Nesse sentido, Isabel Coutinho, presidente do DNMS, e Teresa Fernandes, presidente do Departamento Federativo do Porto, estiveram reunidas com o executivo camarário de Santo Tirso, no dia 31 de janeiro.

O presidente da autarquia tirsense, Joaquim Couto, reconheceu que “o desemprego é uma das consequências” da baixa taxa de natalidade, aproveitando para salientar que “em Santo Tirso o desemprego baixou, o que permite a fixação e a estabilidade das famílias no concelho”.

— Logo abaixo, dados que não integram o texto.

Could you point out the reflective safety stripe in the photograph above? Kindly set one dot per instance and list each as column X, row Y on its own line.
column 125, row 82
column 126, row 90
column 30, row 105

Como “medidas de apoio à família”, o edil tirsense destaca “o subsídio de arrendamento tendo por base o número de filhos que se tem e não apenas pelo rendimento”, o facto de ter “baixado as tarifas da água e do saneamento”, o “apoio às creches e a promoção do ensino pré-escolar, bem como a ajuda nos transportes”, e o recente projeto Mimar, que consiste no prolongamento das atividades escolares.

Isabel Coutinho assentiu que “os municípios já estão mais sensibilizados para a questão da promoção da natalidade”, na medida em que, “por si sós, já procuram soluções para ajudar a apoiar as famílias”. Contudo, reconhece que “não compete apenas às autarquias resolver todos os problemas inerentes, pois a maior responsabilidade recai a nível nacional”.

A presidente demonstrou “uma enorme preocupação sobre a questão demográfica do país”, com “menos crianças a nascer e com a taxa de envelhecimento a aumentar”. “Estamos perante um problema de quase sobrevivência nacional. De ano para ano, a taxa da natalidade desce. Está na hora de fazermos alguma coisa. A crise e a falta de emprego continuam a ser os grandes fatores para este flagelo. É lamentável ver os jovens emigrar. Constroem as suas vidas noutros países, formam família e depois não voltam”, sublinhou.